II - A estrutura da sentença está concebida no artº 659º do CPC, devendo a mesma começar por identificar as partes, o objecto do litígio (fixando as questões que que ao tribunal cumpre solucionar), os fundamentos (de facto e de direito) e concluindo com a decisão. Delineada a estrutura deste acto jurisdicional (por excelência), o desvio ao figurino gizado pelo legislador ocasiona uma patologia na formação e estruturação da decisão susceptível de a inquinar de nulidade (artº 668º nº1 do CPC).

III - Um dos elementos estruturantes da sentença é a fundamentação. Esta tem duas funções: uma função endoprocessual e uma função extraprocessual.
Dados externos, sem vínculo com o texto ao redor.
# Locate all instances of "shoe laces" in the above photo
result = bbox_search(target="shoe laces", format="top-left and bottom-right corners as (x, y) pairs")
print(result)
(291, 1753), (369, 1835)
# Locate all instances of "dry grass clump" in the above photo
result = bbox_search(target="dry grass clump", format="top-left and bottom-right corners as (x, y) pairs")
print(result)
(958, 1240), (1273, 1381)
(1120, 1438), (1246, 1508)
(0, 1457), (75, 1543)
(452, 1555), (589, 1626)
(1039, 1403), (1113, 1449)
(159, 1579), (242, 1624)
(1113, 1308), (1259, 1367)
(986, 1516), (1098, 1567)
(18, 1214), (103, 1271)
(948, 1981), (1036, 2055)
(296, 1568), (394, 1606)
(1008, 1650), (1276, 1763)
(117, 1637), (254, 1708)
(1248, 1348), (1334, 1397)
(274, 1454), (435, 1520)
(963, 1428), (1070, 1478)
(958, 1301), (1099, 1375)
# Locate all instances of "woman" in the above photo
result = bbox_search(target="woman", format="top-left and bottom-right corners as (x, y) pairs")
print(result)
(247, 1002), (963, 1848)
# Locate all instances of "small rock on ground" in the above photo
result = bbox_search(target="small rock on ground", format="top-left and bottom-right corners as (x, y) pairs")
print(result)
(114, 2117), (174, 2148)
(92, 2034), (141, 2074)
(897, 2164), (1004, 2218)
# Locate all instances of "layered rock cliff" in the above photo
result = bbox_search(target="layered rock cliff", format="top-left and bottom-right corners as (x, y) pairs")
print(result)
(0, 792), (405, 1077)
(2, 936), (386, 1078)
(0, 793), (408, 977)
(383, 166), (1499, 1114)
A função endoprocessual é aquela que desenvolve a motivação da sentença, entendido como requisito técnico da pronúncia jurisdicional, no interior do processo; a função extraprocessual da motivação está ligada com a natureza garantista da absoluta generalidade e na consequente impossibilidade de a entender como derrogável ad libitum pelo legislador ordinário (e muito menos como derrogável ad libitum pelo juiz ou pelas partes.

IV - A nulidade da sentença por falta de fundamentação só ocorre quando haja ausência absoluta de motivação, ou seja, total omissão dos fundamentos de facto ou de direito em que a decisão assenta. (…)”.